This repository provides a comprehensive pipeline for fine-tuning large language models (LLMs) specifically DeepSeek R1 Distill Llama 8B and Qwen 2.5-3.5B Instruct – on a specialized medical dataset in the Chain of Thought format. The goal: create an accurate and concise medical assistant capable of diagnostic reasoning and treatment planning.
Fine-tuning is performed using Low Rank Adaptation (LoRA) for parameter-efficient learning. Models are optimized to follow detailed physician-like reasoning prompts and to generate high-quality responses for medical use-cases.

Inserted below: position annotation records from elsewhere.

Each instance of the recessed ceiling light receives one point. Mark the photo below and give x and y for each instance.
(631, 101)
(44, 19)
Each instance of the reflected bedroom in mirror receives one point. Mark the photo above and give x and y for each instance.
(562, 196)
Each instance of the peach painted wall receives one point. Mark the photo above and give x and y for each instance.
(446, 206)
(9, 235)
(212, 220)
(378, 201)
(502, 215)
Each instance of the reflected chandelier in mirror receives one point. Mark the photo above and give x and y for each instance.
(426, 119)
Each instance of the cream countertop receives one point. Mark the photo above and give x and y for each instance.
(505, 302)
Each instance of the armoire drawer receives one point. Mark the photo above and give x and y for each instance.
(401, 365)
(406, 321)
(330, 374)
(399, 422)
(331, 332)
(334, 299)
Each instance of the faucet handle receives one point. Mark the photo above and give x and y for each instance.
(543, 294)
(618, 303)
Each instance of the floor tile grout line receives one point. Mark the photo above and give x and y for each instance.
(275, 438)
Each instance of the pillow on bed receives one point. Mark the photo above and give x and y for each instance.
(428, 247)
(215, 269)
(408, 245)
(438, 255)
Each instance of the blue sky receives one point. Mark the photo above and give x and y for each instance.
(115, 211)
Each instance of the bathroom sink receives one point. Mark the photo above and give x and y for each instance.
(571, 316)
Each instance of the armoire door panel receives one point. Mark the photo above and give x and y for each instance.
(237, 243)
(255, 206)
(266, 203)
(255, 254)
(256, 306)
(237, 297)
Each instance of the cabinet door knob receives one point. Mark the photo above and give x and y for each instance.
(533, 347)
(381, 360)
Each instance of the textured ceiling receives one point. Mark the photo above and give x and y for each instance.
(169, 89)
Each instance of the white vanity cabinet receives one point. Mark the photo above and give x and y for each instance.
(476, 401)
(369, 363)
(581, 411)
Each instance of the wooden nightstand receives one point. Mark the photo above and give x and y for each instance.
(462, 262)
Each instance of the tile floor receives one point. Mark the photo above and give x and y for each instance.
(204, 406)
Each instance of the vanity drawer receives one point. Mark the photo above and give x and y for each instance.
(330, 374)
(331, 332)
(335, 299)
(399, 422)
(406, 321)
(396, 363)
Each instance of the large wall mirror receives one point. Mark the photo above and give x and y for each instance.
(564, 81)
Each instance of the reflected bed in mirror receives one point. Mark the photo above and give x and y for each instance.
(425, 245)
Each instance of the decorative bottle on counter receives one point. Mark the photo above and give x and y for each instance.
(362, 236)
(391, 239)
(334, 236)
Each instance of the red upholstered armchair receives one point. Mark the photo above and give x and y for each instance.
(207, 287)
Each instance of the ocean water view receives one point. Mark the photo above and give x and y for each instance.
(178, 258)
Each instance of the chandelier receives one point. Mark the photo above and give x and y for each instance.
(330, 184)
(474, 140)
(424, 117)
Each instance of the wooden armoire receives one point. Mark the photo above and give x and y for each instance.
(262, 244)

- Qwen 2.5B & 3.5B Instruct: Instruction-tuned LLMs with multilingual and long-context support, ideal for specialized domains.
- DeepSeek R1 Distill Llama 8B: Efficient, open-source Llama-based model providing strong generalization capabilities for medical language tasks.
- Source: OpenAI Medical Chain of Thought Dataset
- Size: First 500 samples (train split)
- Format: Physician-style prompts, step-by-step reasoning, and gold-standard medical answers.
- Framework: PyTorch + Unsloth + Hugging Face Transformers
- Adapter: LoRA (Low Rank Adaptation)
- Optimizer: AdamW 8-bit for efficient optimization
- Quantization: fp16 and 4-bit for memory savings
- Custom prompt formatting with chain-of-thought instructions and reasoning
- Training loss decreased from 2.1 to 1.3 in just 1 epoch (60 steps), indicating rapid convergence and effective adaptation to the medical dataset.
- Model responds well to physician-style prompts; anticipated strong output quality for medical QA tasks.
- Training loss reduced from 1.96 to 1.31 during 1 epoch (60 steps).
- Demonstrates solid generalization and alignment toward chain-of-thought medical reasoning.
Due to out-of-memory (OOM) errors during response generation, it was not possible to compute BLEU or ROUGE scores directly as output strings could not be obtained for metric comparison.
Typical performance for similar loss values in literature:
- BLEU: 20–40 (expected range)
- ROUGE-L: 0.4–0.6 (expected range)
These are only estimates in accordance of the Losses
You won't be able to deploy these Models on HuggingFace Spaces due to Hardware Limitations . Prefer Finetuning Qwen 0.5-2.5B Instruct , making some changes in the params , if your main aim is also deploying the chatbot.